Currency risks and falling reserves
Currency risks are high as the BOZ grapples with adequacy in foreign exchange reserves at less than 1.7 months of import cover at $1.45 billion. The Kwacha has been on the back foot sliding to K12.7 from year start levels of K10.89. Dollar demand from offshore players disinvesting Kwacha asset portfolio’s has increased significantly thereby contributing to asset sell – off pressure. The BOZ has been in the market for dollars shoring reserves which are currently low. Bullish GDP growth out of the United States on 26 April, has made the dollar index (DXY) stronger as measured against a basket of 6 major currencies and hovers around 23 month highs at 98.22.

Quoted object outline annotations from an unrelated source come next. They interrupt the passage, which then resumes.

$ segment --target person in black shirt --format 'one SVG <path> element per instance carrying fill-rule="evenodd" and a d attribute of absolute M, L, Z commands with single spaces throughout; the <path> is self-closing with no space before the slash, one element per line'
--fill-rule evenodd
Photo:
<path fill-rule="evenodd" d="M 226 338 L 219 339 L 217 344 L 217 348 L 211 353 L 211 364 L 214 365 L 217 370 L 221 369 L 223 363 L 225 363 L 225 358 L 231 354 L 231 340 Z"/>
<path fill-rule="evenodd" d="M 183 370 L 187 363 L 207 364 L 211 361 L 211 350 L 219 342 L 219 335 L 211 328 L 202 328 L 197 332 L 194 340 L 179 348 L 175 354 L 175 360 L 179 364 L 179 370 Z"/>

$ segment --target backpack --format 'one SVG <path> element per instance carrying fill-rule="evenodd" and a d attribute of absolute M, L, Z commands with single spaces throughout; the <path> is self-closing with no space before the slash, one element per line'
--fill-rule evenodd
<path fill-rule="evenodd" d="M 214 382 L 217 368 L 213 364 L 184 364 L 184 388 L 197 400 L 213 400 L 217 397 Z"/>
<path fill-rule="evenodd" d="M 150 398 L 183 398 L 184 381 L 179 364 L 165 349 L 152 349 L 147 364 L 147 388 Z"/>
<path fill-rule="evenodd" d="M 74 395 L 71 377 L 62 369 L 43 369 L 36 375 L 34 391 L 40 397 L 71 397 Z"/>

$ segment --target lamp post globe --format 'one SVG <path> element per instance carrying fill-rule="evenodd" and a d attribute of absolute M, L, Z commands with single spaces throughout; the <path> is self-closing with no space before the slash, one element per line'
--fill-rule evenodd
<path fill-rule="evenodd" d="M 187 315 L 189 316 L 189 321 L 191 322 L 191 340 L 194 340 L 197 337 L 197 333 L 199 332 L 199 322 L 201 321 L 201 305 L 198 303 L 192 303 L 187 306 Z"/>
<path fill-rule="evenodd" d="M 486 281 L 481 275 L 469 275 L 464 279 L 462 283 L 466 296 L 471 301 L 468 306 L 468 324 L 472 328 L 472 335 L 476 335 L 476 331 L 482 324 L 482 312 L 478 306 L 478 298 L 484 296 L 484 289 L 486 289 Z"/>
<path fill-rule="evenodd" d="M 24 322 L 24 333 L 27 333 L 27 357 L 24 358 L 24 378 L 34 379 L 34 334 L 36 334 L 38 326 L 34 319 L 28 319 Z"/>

This has put emerging and frontier market currencies under pressure, the Kwacha inclusive. A strong dollar environment does not make it any easier for riskier asset appetite i.e for base metals in local currency terms. Copper as a bell weather of economic pulse has been resilient between $6,300 – $6,550 a metric ton driven by a stronger Q1 growth in China at 6.4% – higher than analyst estimates and a widening global deficit as advised by the International Copper Study Group – ICSG. Resilient copper pricing is Zambia’s silver lining though the delayed proposed sales tax breeds uncertainity around what the production capacity will be given the effects this will have on the key miners. Budget credibility could also be at risk as the funding cover for the proposed expenditure for 2019 is unclear given that GST implementation was postponed.
Widening default spreads and NDFs at a premium
Confidence as measured by credit default spreads on outstanding dollar bonds and the Non Deliverable Forward – NDF curve, is waning. Credit spreads on Zambia’s 2022, 2024 and 2027 are priced at 1,505,1,528 and 1,346 basis points above similar tenured US treasuries widening from levels of 1,260, 1,279 and 1,161- bps as at 31 December 2018.
NDFs are still trading at premiums above the current treasury bill curve signaling further latitude for short term Kwacha yields to balloon further. A rate rising environment has the detrimental effect of shaving asset valuation.
Could May 19 be first rate hike since Dec 2015?
All odds point to a rate tightening cycle to stem a currency slide and manage fiscal risks to the economy. However if this stance prevails it will surely be counter intuitive to the growth momentum of the economy which might be a Dejavus of the penalization of the private sector as was observed post December 2015. At some point inflation and the currency have to go if the fiscals are not reigned in through a halt on expenditure. Suffice to say monetary policy has bottomed entailing zero latitude to create further stimulus for growth. There is a very high likelihood that the BOZ may keep its stance dovish next May but this will just balloon pressure for a bigger jump in rates as an when it happens. It would be wiser to graduate the increase for markets to absorb.